Jetzt wurde der Mannin dem Auto vor der Rechtsmedizin doch ein wenig unruhig. Wollte er seine Aufgabe wie gewohnt perfekt erledigen, wurde die Zeit allmählich knapp. Denn sein Job war Präzisionsarbeit, aufwändig, zeitintensiv. Und er hasste halbe Sachen. Zumal jeder noch so kleine Fehler das Potential barg, sich zu ernst zu nehmenden Problemen zu entwickeln. Doch just in dem Moment, als er abermals auf die Uhr sehen wollte, flammte hinter den Fenstern des Treppenhauses im zweiten Stock das Licht auf. Kurz darauf war auch im Fenster, das er bereits zuvor als das Büro des Institutsmitarbeiters identifiziert hatte, das Licht wieder an. Schemenhaft konnte er eine Gestalt erkennen, die in dem Raum umherlief. Dann ging das Licht aus. Wenige Augenblicke später öffnete sich die Eingangstür und eine Frau mit langen dunklen Haaren steuerte auf den gelben Fiat Panda zu. Sie setzte sich hinter das Steuer, die Bremslichter leuchteten auf, kurz darauf auch die Rückfahrleuchten. Der Panda parkte aus und bog vor ihm in die Merianstraße Richtung Norden. Der Mann ging auf Nummer sicher. Er griff nach seinem Handy und drückte eine Kurzwahltaste. Nach nur zwei kurzen Sätzen beendete er das Gespräch, ohne eine Antwort des Anderen abzuwarten, steckte das Handy ein, zog den Zündschlüssel ab und stieg aus. Er ging quer über die menschenleere Kreuzung und zog sich im Laufen Einmalhandschuhe an. Am Eingang zur Rechtsmedizin angekommen studierte er die Zutrittskontrolle. Ein müdes Lächeln huschte über sein Gesicht. Er förderte ein Lederetui aus seiner Jackentasche zutage und wählte eine Karte von der Größe einer EC-Karte aus. Diese zog er einmal langsam durch den Schlitz der elektronischen Zugangskontrolle. Danach schob er die Karte in einen kleinen Apparat im Taschenrechnerformat und beobachtete das Spiel der auf der Front rot blinkenden LEDs. Eine nach der anderen wechselte die Farbe, bis die ganze Reihe grün leuchtete. Das Gerät verschwand wieder in seiner Innentasche, die Karte zog er abermals durch den Schlitz der Zutrittskontrolle. Als ein leises Summen die Entriegelung des Schlosses anzeigte, stieß er die Glastür auf und trat in das Dunkel des Raumes.

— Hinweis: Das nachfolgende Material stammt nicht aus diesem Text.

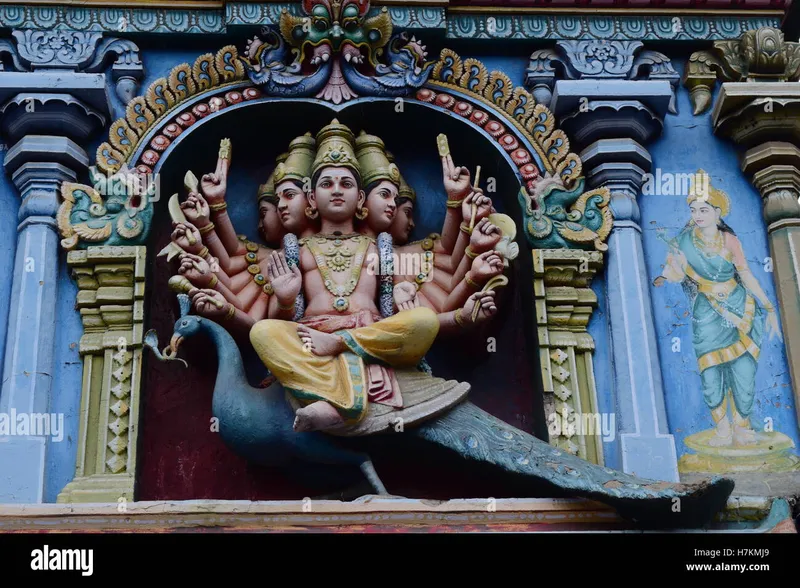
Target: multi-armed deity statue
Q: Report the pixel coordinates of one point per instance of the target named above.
(326, 311)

schwarzen Land Rover warteten geduldig, bis das Fahrzeug, das ihnen eben am Telefon beschrieben wurde, um die Ecke bog und, die Geschwindigkeitsbegrenzung von 30km/h peinlich genau einhaltend, an ihnen vorbeischlich. Erst als die Fahrerin an der nächsten Kreuzung den Blinker rechts setzte, startete der Mann hinter dem Steuer des Geländewagens den Motor und fuhr los. Nicht dass er damit gerechnet hätte, dass die Fahrerin des vorausfahrenden Wagens ihn sonst bemerkt hätte – sie war ja schließlich kein Profi – aber die Macht der Gewohnheit ließ sich nicht so leicht abschütteln. Ohne sich dem Auto weniger als fünfzig Meter zu nähern, folgte er dem Zielobjekt Richtung Süden. Das Lörracher Kennzeichen ließ darauf schließen, dass die Verfolgte entweder den Weg über den Schauinsland nach Todtnau oder über die Autobahn in Richtung Lörrach einschlagen würde. Beide Strecken boten mehrere Optionen, den Auftrag mit geringem Risiko zu erledigen. Sollte es nicht während der Fahrt gelingen, würden sie die Mitarbeiterin der Rechtsmedizin bis nach Hause verfolgen und dort einen alternativen Plan entwickeln.
»Autobahn«, sagte sein Beifahrer, als der Fiat am Basler Tor rechts auf die Ausfallstraße in Richtung Eugen-Keidel-Bad abbog. Tatsächlich fuhr der Wagen vom Zubringer Süd auf die A5 nach Basel. Außer der Verfolgten war kein Auto zu sehen. Der Fahrer fasste einen Entschluss.
»Wir nehmen eine Notausweiche. Die Rastplätze stehen um diese Zeit voll mit LKW.«
Der Beifahrer nickte und bediente das Navi in der Mittelkonsole.